I think your final sentence is close to my belief but I think that it is not what we know but it is what we can access and use that makes for a greater chance that we have “that random, brilliant, serendipitous insight”. My own journey with LQ started with an insight and led to reflection and then the development of knowledge and understanding. Which brings me to a final point and that is of communication with others. Certainly a shared knowledge base makes this a lot easier. I had a friend who was an excellent engineer and because we shared the same knowledge base our conversations were often clipped and would appear as if in code to others. For example his motorbike was running rough, he looked at me and said “stoichiometry ratio” and I nodded. To anyone who shared the same knowledge base it was obvious the carbs wanted tuning. To anyone else it was gobbledegook. This may appear to give a great deal of weight to the knowledge base argument but the premise it is flawed. I think the true reason for a desire to build a common knowledge base is the identification of “tribe”, finding and recognising others like ourselves, those that share the same experiences, understanding, beliefs, rituals and sometimes prejudices. We carry such symbols with us throughout life and use them often from the school tie, the manner of dress to accents and mannerisms. We also find reasons to hold on to certain “basics” not for their true value but for this reason of identifying our tribe (see Sabre Tooth Tiger Curriculum).
Thank you Kevin – more deeply reflective thinking once more. I think your comment about ‘tribe’ is exceptionally important for giving some guidance to what we teach – we need to be able to relate and communicate within our culture (as per Hirsch) – and of course much of this will become separated from its original usefulness.
I still have a sense however that it can be the most obscure, the most buried away bits of understanding or conceptual patterns, laid down when we were thinking about something that seemed pointless years ago, that can produce the most curious insights, the origins of which we can only describe as ‘innate creativity’. I think you’re probably right though about the need for pure ‘facts’ to be accessible if they are to offer us much insight or ‘tangential purchase’ on a situation.
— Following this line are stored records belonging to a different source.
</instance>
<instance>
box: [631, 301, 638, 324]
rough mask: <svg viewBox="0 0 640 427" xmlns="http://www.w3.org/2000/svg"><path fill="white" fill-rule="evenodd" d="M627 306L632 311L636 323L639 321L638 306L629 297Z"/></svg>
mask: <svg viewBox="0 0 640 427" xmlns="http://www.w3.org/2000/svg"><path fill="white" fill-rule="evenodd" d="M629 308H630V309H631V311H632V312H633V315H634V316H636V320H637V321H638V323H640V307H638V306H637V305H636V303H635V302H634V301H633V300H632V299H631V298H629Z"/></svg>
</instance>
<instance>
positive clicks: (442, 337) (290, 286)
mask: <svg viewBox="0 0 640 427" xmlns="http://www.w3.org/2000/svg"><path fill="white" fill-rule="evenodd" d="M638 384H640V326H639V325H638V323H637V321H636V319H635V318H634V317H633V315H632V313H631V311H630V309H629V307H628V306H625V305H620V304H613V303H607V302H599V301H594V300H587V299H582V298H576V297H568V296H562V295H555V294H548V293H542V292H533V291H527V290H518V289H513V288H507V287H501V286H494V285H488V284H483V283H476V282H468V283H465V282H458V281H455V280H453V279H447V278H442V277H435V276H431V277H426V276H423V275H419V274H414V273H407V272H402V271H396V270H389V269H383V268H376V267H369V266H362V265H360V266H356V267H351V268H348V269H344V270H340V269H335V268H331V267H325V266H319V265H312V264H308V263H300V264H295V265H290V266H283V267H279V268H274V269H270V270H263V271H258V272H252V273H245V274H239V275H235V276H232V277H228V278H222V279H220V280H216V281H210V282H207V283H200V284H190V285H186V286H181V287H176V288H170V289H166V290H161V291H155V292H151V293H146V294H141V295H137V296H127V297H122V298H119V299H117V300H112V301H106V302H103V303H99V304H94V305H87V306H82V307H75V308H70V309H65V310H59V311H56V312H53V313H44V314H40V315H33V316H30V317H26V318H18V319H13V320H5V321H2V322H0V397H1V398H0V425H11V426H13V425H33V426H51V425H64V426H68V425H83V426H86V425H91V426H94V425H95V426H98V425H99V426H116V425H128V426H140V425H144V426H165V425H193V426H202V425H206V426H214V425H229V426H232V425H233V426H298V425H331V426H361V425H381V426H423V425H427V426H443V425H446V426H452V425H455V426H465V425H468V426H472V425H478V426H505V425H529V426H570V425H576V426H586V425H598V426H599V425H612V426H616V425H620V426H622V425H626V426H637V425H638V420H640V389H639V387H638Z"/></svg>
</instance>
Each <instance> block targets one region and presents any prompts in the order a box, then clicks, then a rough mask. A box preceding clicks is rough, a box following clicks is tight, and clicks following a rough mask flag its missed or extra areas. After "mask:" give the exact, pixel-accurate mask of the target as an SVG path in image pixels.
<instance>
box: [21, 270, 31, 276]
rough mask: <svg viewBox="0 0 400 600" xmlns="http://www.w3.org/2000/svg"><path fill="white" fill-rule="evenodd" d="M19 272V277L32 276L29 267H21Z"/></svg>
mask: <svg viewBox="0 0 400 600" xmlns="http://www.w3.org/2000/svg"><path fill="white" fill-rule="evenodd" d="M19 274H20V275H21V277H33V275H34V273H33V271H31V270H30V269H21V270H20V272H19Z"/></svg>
I will gladly give feedback on the book 🙂
Hello Kevin once more – just to say that I have now purchased your e-book – Understanding Learning Needs, and I look forward to opening myself up fully to the wisdom of your approach. 🙂
Thank you Chris. Learning Needs was written I think just over two years ago. I would be pleased to receive your comments as I am in the process of a rewrite. I am happy to send you a copy of the updated version when available as a thank you if you do. I have your e-mail from the download data.